3.5.1 Klachtonderdeel 1) Het off-label voorschrijven
3.5.1.1 De toelichting van de inspectie
Hoewel de huisarts op 8 april 2020 aan de inspectie had toegezegd geen HCQ meer te
zullen voorschrijven aan patiënten met Covid-19, heeft hij op 20 januari en 2 februari
2021 ivermectine en op 8 februari 2021 HCQ aan patiënten voorgeschreven. Met het off-label
voorschrijven van deze geneesmiddelen heeft de huisarts zich niet gehouden aan de
op dat moment van toepassing zijnde wet- en regelgeving en de geldende professionele
standaard.
Op grond van de Gnw mogen geneesmiddelen alleen worden voorgeschreven voor de indicatie
waarvoor dat geneesmiddel is geregistreerd. Van die hoofdregel mag alleen in uitzonderingssituaties
worden afgeweken. Het off-label voorschrijven van geneesmiddelen is op grond van artikel
68 Gnw alleen toegestaan, wanneer binnen de beroepsgroep protocollen en standaarden
zijn ontwikkeld voor het off-label voorschrijven van geneesmiddelen voor een specifieke
indicatie, die dat gebruik toestaan. Is het off-label gebruik van een bepaald medicijn
(zoals HCQ of ivermectine) voor een specifieke indicatie (bijvoorbeeld Covid-19) niet
expliciet toegestaan, dan is dat verboden. De inspectie stelt zich op het standpunt
dat artikel 68 Gnw uitsluitend ziet op door de Nederlandse beroepsgroep ontwikkelde
protocollen en standaarden. Als de protocollen en standaarden nog in ontwikkeling
zijn, is overleg tussen de behandelend arts en een apotheker noodzakelijk.
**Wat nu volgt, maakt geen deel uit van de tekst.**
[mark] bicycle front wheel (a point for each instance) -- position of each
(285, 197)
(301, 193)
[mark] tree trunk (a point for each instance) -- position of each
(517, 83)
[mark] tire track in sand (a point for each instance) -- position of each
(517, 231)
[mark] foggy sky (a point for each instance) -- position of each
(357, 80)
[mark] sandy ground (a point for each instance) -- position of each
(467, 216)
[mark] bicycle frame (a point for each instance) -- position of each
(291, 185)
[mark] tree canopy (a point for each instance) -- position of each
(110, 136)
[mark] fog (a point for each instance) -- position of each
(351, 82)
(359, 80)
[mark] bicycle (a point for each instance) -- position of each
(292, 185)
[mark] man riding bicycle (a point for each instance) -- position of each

Gedurende de Covid-19 pandemie hebben verschillende (wetenschappelijke) beroepsorganisaties
zoals het Nederlands Huisartsen Genootschap (NHG) en het CBG in Nederland richtlijnen
en adviezen gepubliceerd met betrekking tot het gebruik en (off-label) voorschrijven
van HCQ en ivermectine ter behandeling van Covid-19. In de periode tot februari 2021
waren er binnen de beroepsgroep protocollen en standaarden ontwikkeld op basis waarvan
het off-label voorschrijven van HCQ en ivermectine aan patiënten met Covid-19 door
huisartsen werd afgeraden, dan wel werd aangegeven dat daarvoor geen plaats is. Het
in januari en februari 2021 voorschrijven van ivermectine en HCQ ter behandeling van
Covid-19 was daarom in strijd met de op dat moment geldende professionele standaard.
Ook volgens de leidraad van de SWAB (Stichting werkgroep antibioticabeleid) kon ivermectine
alleen off-label worden voorgeschreven als dit gebeurde via inclusie in een wetenschappelijk
klinisch onderzoek. Door deze middelen buiten een dergelijk studieverband voor te
schrijven, handelde de huisarts ook in strijd met de SWAB-leidraad.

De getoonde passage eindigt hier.